Bwiso, who has been in charge of the USE for slightly over three years said that seven potential companies have in the last three years applied to list on the bourse but failed to meet the criteria.

Part of the problem, Bwiso said, relates to the nature of their books of accounts, corporate governance and failure to adequately avail information about their trade.

“We have the Gross Enterprise Market segment and the regulation is light…but we have not got companies to list because investors have a better yield or return on the government bond market of over 13-14 percent plus per year,” he said. Bwiso, however, shifted the blame to government, arguing that the current legislation is pushing more on the side of increasing bank accounts and giving less attention to the long term avenues of raising capital via capital markets and savings.

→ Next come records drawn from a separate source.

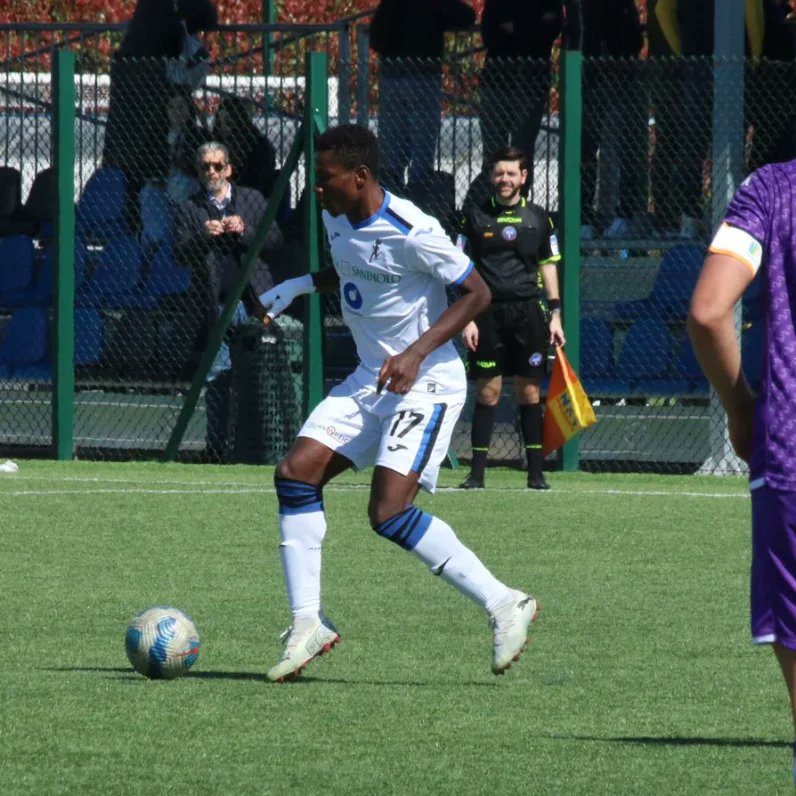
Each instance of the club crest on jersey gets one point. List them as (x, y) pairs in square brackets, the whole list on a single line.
[(352, 295)]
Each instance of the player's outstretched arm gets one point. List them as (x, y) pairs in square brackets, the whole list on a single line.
[(399, 372), (281, 296)]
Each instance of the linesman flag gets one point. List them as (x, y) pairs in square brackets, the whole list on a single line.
[(567, 409)]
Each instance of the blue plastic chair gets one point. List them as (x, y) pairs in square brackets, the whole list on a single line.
[(596, 349), (17, 272), (165, 277), (88, 336), (100, 213), (672, 289), (157, 217), (646, 352)]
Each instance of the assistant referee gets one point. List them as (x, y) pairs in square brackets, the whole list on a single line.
[(514, 248)]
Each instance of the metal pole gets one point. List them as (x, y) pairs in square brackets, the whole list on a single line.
[(222, 324), (728, 145), (269, 18), (569, 201), (63, 147), (316, 119)]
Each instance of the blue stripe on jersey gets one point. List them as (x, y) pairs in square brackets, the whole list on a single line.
[(296, 497), (406, 529), (465, 274), (429, 438), (401, 224), (379, 212)]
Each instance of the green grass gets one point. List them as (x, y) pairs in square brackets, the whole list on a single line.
[(641, 678)]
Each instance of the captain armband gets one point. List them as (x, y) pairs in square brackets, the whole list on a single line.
[(738, 243)]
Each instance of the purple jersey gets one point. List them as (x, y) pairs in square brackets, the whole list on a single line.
[(765, 208)]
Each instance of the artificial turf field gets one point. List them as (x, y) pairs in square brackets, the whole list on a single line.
[(640, 678)]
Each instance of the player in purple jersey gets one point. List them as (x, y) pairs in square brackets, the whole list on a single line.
[(397, 411), (759, 234)]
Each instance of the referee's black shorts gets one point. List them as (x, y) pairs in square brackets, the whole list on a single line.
[(513, 337)]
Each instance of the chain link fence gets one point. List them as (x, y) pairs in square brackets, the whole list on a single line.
[(145, 291)]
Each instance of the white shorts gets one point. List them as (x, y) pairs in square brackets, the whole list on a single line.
[(406, 433)]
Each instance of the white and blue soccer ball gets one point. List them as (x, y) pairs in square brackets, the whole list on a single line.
[(162, 642)]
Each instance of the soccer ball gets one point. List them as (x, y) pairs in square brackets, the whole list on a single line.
[(162, 643)]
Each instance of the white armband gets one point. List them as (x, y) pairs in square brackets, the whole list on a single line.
[(737, 243)]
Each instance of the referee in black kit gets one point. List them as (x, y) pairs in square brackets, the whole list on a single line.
[(514, 248)]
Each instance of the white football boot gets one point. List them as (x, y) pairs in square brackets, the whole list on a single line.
[(510, 626), (308, 640)]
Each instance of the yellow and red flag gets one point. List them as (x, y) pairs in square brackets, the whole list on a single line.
[(567, 409)]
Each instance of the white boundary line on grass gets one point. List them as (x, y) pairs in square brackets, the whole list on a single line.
[(139, 487)]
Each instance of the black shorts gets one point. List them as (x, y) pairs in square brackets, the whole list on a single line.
[(513, 338)]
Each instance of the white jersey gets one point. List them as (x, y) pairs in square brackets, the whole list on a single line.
[(394, 268)]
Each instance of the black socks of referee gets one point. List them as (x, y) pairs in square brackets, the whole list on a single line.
[(480, 437), (531, 427)]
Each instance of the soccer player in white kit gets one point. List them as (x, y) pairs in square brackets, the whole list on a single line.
[(392, 264)]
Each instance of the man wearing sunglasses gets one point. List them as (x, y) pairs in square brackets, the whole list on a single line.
[(214, 230)]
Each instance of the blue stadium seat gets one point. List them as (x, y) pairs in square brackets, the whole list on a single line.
[(688, 371), (597, 366), (157, 217), (42, 291), (38, 212), (88, 336), (116, 281), (671, 292), (645, 355), (101, 209), (596, 349), (752, 351), (25, 347), (165, 277), (17, 259)]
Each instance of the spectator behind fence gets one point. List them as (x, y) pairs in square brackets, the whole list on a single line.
[(515, 82), (140, 88), (186, 134), (253, 156), (614, 140), (514, 248), (215, 228), (769, 85), (408, 35)]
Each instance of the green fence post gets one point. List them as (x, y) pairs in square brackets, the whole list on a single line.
[(316, 118), (570, 105), (63, 148), (236, 291)]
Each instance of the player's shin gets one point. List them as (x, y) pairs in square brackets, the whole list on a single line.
[(302, 525), (433, 541)]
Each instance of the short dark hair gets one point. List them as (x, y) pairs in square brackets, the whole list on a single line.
[(510, 153), (352, 145)]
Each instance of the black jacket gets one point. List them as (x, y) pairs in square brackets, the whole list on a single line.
[(416, 28), (218, 260), (512, 29)]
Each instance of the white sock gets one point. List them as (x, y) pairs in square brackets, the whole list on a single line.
[(440, 549), (302, 525)]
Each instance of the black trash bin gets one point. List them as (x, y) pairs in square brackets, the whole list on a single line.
[(265, 406)]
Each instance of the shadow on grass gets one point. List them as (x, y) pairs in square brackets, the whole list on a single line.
[(187, 676), (677, 740), (303, 679)]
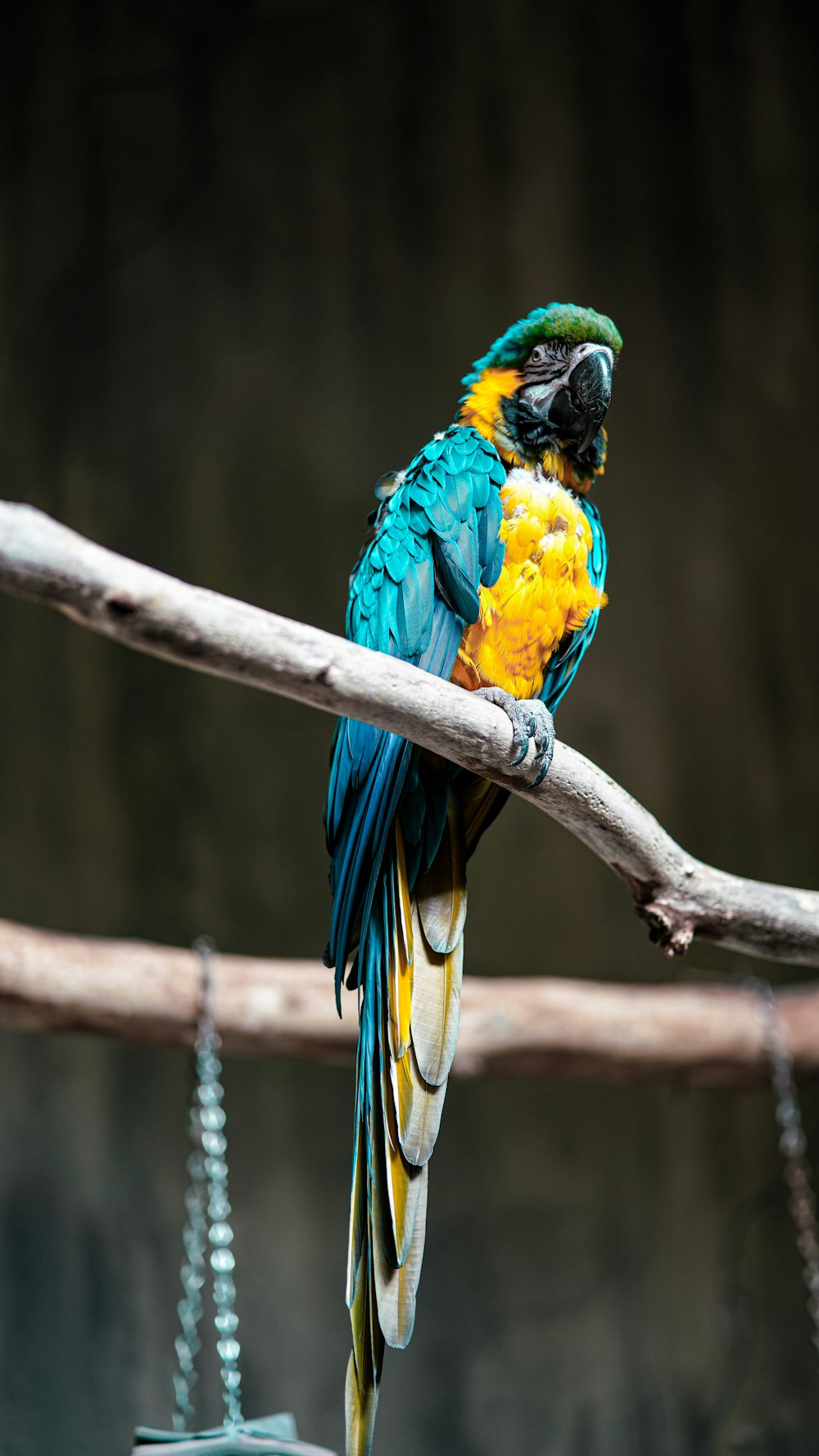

According to the Uganda Bureau of Statistics, Ugandans save around 5% of their monthly earnings as compared to an average of 18% for the other three big East African countries – Kenya, Tanzania and Rwanda.

Dickson Sembuya, the director for research and market development at the Capital Markets Authority (CMA) concurred with Bwiso. He said corporate governance has been one of the key weaknesses that the private sector has faced while trying to access capital through the capital markets.

However, he said under the current CMA 10 year Master Plan that was launched recently, they are pushing for the proposal with other partners to develop what he called ‘The advisory Capital Markets Centre’ that will offer training for businesses on key aspects of corporate governance, record keeping, business strategy and plans and more – all geared towards helping beneficiaries to tap into the capital market to raise long term financing for expansion and related opportunities.

Going forward, Bwiso said they are working closely with CMA to enhance awareness and education about the products available on the market and helping businesses understand their funding needs.

“Businesses only look at their families to raise capital without considering the fact that the public can also support through the capital markets,” he said.

This is in line with the fact many of Uganda’s business owners fear losing control for their business once they go public. However, Bwiso said that this fear can be managed in instances where one owns 51% of the business.

This means they would have what he called ‘effective control’ of the business. Already, he said that most companies listed on the USE have all their strategic investors holding over 75% apart from power distributor Umeme that is held 100% by the public.

“When you bring in new investors they will not try to look at controlling the business…all they want is a return on their investment,” Bwiso said.

Sello Moloko, the chairman of Thesele Investments and keynote speaker at the conference said that having a well thought out policy and legal regime for capital markets would attract a diversified shareholder base of large pension funds, life insurance companies and the people on the street – this has happened in markets like South Africa – on the Johannesburg Stock Exchange.

For this to happen, Moloko said it would involve a lot of dialogue between the exchanges, business community, general population and the regulator. “Regulation can be very uncomfortable but it is something that is necessary,” he said, adding that it is important that a culture of proper governance is introduced in the entrepreneur’s minds.

In addition, he said business owners need to uphold principles of integrity and confidence while delivering goods and services on the market.

He said well-managed businesses – both local and international – involved in oil and gas can have high appetite to raise cheap capital through the stock market and thus, create some buzz around it.

Moloko said this was the case with the South Africa’s JSE index that was dominated by the mining companies which also helped it to grow further.